In Zinc India, silver production was up 20% year-on-year, although there was a lower mined metal production as per plan, and H2 production expected to be substantially higher than H1.
Vedanta said it maintained first decile cost of production, and in Copper Zambia, Konkola underground production was up 2% year-on-year due to improved equipment availability with the overall cost of production 8% lower.
Vedanta’s aluminium division saw an exit production run-rate of 1.1mtpa.
It reported the ramp-up of the first line of the 1.25mt Jharsuguda-II smelter was completed, with the second line commenced in July and the 325 kt BALCO-II smelter nearing completion.
The firm’s iron ore production at Goa ramped up, to see 40% of allocated annual capacity produced at Goa in Q1.
Vedanta’s power unit saw the two units at TSPL operated at 72% availability, with the third unit to be capitalized in Q2, and at BALCO the second 300 MW IPP unit was capitalised during the period.

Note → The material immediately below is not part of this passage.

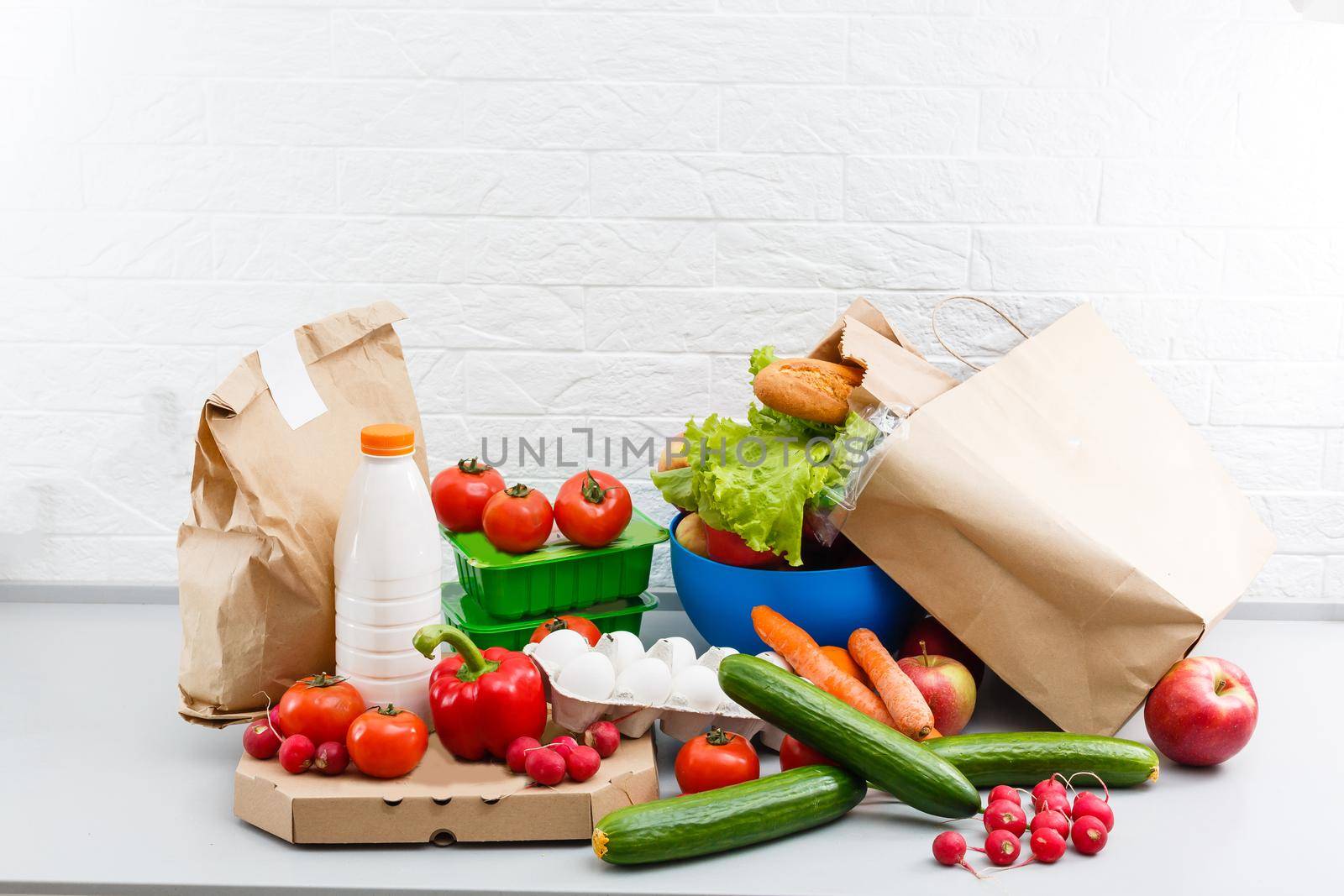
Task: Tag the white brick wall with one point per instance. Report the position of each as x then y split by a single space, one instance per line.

Vedanta’s gross debt was reduced by around $0.3bn during the quarter, with FY17 bond maturities paid.
The company said it repaid $680m of 6.75% bonds due in June 2016 and $515m of 5.5% convertible bonds due in July.
It also announced revised and final terms for the Vedanta Ltd and Cairn India merger on
22 July, with the transaction expected to complete in the current financial year.
“We have made good progress on the ramp up of capacities at our Aluminium, Power and Iron Ore businesses during the quarter,” said Vedanta chief executive Tom Albanese.
“These would be significant contributors to earnings as the year progresses.”
Albanese said Zinc-India was impacted by lower mined metal production as per the mine plan, and the second half is expected to be substantially higher with the company also making good progress towards optimising costs at Copper-Zambia.
“We are focused on generating strong free cash flow and de-levering the balance sheet, in line with our strategic priorities.
“Another of these priorities, the simplification of the group structure, is also on track following the recent announcement of the revised and final terms for the Vedanta Ltd-Cairn India merger,” Albanese added.